An automobile manufacturer has given its car a 52.6 miles/gallon (MPG) rating. An independent testing firm has been contracted to test the actual MPG for this car since it is believed that the car has an incorrect manufacturer's MPG rating. After testing 250 cars, they found a mean MPG of 52.8. Assume the population standard deviation is known to be 1.6. A level of significance of 0.05 will be used. State the null and alternative hypotheses.

Answer 1

Answer:

Null hypothesis:$\mu = 52.6$  

Alternative hypothesis:$\mu \neq 52.6$  

$z=\frac{52.8-52.6}{\frac{1.6}{\sqrt{250}}}=1.976$    

$p_v =2*P(z>1.976)=0.0482$  

Since the p value is lower than the significance level wedon't have enough evidence to conclude that the true mean is significantly different from 52.6 MPG.

Step-by-step explanation:

Information provided

$\bar X=52.8$ represent the sample mean  for the MPG of the cars

$\sigma=1.6$ represent the population standard deviation

$n=250$ sample size  of cars

$\mu_o =52.6$ represent the value that we want to test

$\alpha=0.05$ represent the significance level for the hypothesis test.  

z would represent the statistic (variable of interest)  

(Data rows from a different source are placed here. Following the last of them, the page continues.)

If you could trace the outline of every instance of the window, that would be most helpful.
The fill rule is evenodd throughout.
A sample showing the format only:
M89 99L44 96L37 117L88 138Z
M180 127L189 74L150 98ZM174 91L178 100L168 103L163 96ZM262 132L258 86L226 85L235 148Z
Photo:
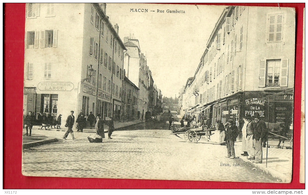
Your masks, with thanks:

$p_v$ represent the p value for the test

Hypothesis

We need to conduct a hypothesis in order to check if the true mean of MPG is different from 52.6 MPG, the system of hypothesis would be:  

Null hypothesis:$\mu = 52.6$  

Alternative hypothesis:$\mu \neq 52.6$  

Since we know the population deviation the statistic is given by:

$z=\frac{\bar X-\mu_o}{\frac{\sigma}{\sqrt{n}}}$  (1)  

Calculate the statistic

Replacing we have this:

$z=\frac{52.8-52.6}{\frac{1.6}{\sqrt{250}}}=1.976$    

Decision

Since is a two tailed test the p value would be:  

$p_v =2*P(z>1.976)=0.0482$  

Since the p value is lower than the significance level wedon't have enough evidence to conclude that the true mean is significantly different from 52.6 MPG.